CFC BreachAlert can be configured to monitor the dark web for corporate email domains, employee login credentials, server IP addresses and lists of clients or employees, and policyholders can use keyword expressions to search for mentions of their company or product names on the dark web, as well as 'watermarks' or 'fingerprints' added into their in-house data.
CFC Underwriting has diversified its cyber-insurance offering to include new risk management services and as a result was “well placed to do well in it”, said Anthony Hess, head of incident response at CFC Underwriting.
Speaking to Infosecurity, Hess said that this will provide 24x7 monitoring and instant notifications via email, Slack or HipChat, and ensure that policyholders will be the first to know if their information has been leaked.
“We talked to RepKnight in 2016 and we were evaluating different threat intelligence tools on the incident response side and ended up not selecting any intelligence portal, but we talked about a breach monitoring capability for insurance, and RepKnight appeared and said it had the new tool so we looked at it and asked if they could make it a little simpler. So we went through the program during spring/summer 2017 and we liked the simple to use search capability for ‘dark web’ leaked data.”

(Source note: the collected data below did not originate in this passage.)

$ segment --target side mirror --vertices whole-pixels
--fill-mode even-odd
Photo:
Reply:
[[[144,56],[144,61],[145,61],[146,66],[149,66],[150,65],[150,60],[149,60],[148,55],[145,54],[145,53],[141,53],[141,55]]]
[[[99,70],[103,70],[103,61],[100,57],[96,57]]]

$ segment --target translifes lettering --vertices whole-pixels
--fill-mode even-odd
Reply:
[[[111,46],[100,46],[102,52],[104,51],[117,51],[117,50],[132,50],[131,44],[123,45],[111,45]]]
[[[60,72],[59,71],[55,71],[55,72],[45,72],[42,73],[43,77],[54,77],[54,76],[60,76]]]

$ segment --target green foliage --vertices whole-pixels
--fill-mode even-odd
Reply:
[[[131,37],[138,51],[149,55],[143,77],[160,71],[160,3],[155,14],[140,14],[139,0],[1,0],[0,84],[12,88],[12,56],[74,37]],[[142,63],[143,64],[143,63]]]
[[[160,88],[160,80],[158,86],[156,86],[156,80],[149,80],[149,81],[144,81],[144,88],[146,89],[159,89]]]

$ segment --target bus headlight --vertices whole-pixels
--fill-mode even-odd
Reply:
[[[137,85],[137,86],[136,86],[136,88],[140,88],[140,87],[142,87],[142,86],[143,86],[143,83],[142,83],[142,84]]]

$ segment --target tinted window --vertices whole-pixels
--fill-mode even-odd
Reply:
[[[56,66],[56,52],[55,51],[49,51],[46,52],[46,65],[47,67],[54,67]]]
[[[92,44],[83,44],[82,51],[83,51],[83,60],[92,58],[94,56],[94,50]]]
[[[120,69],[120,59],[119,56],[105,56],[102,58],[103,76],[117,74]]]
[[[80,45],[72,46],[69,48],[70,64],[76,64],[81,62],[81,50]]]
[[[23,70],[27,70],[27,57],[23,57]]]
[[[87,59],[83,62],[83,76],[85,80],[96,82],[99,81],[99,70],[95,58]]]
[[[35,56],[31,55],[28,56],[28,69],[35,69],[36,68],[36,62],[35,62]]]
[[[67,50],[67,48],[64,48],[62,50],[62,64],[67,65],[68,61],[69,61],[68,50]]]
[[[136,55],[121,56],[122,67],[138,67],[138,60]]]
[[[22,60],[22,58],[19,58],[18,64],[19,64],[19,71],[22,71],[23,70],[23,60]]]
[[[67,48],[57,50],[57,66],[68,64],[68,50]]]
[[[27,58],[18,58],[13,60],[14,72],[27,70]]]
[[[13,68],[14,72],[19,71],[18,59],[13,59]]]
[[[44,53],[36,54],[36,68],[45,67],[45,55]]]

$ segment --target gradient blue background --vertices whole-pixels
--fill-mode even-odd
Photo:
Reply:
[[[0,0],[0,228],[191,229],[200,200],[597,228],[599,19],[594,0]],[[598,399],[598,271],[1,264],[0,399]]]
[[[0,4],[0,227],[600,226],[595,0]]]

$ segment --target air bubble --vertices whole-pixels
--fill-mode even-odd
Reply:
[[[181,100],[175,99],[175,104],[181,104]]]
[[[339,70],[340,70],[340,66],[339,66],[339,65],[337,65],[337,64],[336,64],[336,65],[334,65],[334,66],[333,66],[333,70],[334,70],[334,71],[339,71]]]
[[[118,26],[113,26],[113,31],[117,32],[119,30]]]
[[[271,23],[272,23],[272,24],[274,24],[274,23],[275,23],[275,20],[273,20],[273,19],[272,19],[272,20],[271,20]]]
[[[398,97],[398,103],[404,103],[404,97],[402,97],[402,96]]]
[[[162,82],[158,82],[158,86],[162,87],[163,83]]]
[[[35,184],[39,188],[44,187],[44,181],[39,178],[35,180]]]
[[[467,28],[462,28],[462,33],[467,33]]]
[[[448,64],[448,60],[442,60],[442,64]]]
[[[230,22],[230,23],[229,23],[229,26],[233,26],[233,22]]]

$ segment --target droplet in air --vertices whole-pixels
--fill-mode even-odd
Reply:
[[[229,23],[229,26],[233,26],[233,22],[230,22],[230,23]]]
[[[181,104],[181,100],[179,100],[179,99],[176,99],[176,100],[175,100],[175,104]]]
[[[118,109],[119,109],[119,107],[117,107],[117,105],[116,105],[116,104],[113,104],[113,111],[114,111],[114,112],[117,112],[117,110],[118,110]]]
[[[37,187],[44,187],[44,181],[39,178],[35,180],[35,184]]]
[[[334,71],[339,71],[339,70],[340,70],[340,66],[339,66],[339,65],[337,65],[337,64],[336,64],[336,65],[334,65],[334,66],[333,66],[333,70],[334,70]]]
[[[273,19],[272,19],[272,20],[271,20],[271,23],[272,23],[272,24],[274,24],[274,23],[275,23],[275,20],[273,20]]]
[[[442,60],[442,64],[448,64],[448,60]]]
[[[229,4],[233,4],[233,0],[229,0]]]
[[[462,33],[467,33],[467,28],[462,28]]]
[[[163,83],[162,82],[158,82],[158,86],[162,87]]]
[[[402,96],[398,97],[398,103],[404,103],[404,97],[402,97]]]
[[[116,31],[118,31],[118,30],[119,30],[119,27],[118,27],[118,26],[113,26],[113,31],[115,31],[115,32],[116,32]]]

Hess explained that this was built for CFC Underwriting, and this has a specific user interface to be customized and allows the user to create searches quickly.
“For us there is a lot of different intelligence portals for inside the security operations center (SOC), and what is interesting to us is to have a basic and simple tool that focused on doing this, and especially that SME insurance can use and find the most value from. We also liked the willingness of RepKnight to work with us to create a tool that we thought SME insurance would find useful.”
Asked if he felt that dumps of data on Pastebin was a major problem, Hess said that we are seeing fewer things leaked to ‘bin’ sites and perhaps people are leaking databases and cannot sell it on the dark web market, so choose to dump it instead.
So how does this work with cyber-insurance? Hess explained that one thing CFC Underwriting wanted to do was discover if they had been breached and be able to reduce the impact, and if you’re a big company you’ll be looking on the web for whether your data had been leaked – what CFC is doing is pushing the capability out for smaller companies.
Was this something that was asked for? “It is not something that they asked for, but it is something we were looking at,” he said. “What are big companies doing, and how can we as an insurance company act as a MSSP for free to a lot of smaller businesses and what kind of things are of interest to them? So it is not being asked for, but it's something useful as I worked in the SOC and it is based on thought process of a ‘SOC does this, but a small company doesn’t do this so what can we do with those sorts of things’. So we’re trying to be realistic on what the software can do for a company.”
The potential for BreachAlert seems wide: a RepKnight spokesperson told Infosecurity that there was general interest in getting more bespoke versions of the product, in particular where people are worried about data breaches.
With a matter of months to go until GDPR becomes the law and reporting data breaches becomes mandatory, it’s good to see one company offering a service that can aid with detection.